7) le contraddizioni:
Contraddizione è la parola più adatta per definire i suoi sentimenti: “Credo che tutti noi, argentini-italiani, italiani-argentini, o comunque ci chiamiamo, quel che vorremmo è poterci portare l’Argentina in Italia, cioè la nostra gente, le nostre abitudini, i nostri sabato sera e i nostri asado della domenica, in questa terra che ci piace, in questo sistema socio-politico-economico che ci permette di vivere e crescere come persone senza i sobbalzi e le angosce che erano parte della nostra vita in Argentina”.

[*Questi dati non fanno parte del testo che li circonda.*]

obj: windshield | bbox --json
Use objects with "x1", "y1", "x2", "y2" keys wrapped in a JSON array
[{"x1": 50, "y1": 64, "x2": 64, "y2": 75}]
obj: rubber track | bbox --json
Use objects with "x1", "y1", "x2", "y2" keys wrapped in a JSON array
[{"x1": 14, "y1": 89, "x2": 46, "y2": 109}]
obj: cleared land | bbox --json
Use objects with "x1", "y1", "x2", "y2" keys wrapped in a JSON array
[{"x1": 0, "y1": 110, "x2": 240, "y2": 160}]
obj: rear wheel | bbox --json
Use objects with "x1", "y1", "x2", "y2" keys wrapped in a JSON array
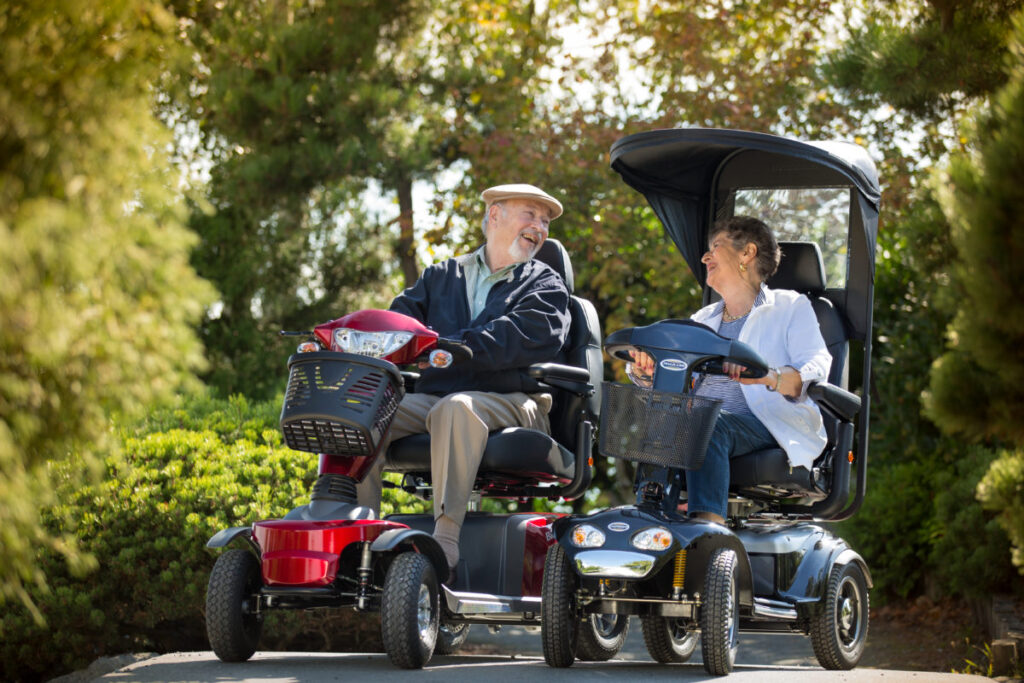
[
  {"x1": 206, "y1": 548, "x2": 263, "y2": 661},
  {"x1": 381, "y1": 552, "x2": 440, "y2": 669},
  {"x1": 541, "y1": 545, "x2": 580, "y2": 668},
  {"x1": 811, "y1": 562, "x2": 869, "y2": 670},
  {"x1": 434, "y1": 623, "x2": 469, "y2": 654},
  {"x1": 577, "y1": 614, "x2": 630, "y2": 661},
  {"x1": 700, "y1": 548, "x2": 739, "y2": 676},
  {"x1": 640, "y1": 616, "x2": 700, "y2": 664}
]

8) la scoperta dell’identità argentina:
Una delle cose più importanti nate dall’immigrazione è stata per Patricia la possibilità di “prendere coscienza in un modo direi quasi doloroso, per quanto intenso, di un fatto che mentre ero in Argentina non ho mai analizzato … era così naturale essere argentina, che neanche me ne rendevo conto”.

Sì, perché soltanto di fronte a questa realtà diversa che si manifesta in ogni atto della vita (dalle abitudini alimentari al modo di stabilire rapporti con altri esseri umani), Patricia è riuscita a prendere coscienza del fatto che anche “noi abbiamo una identità ben precisa, con caratteristiche proprie e con cultura propria“.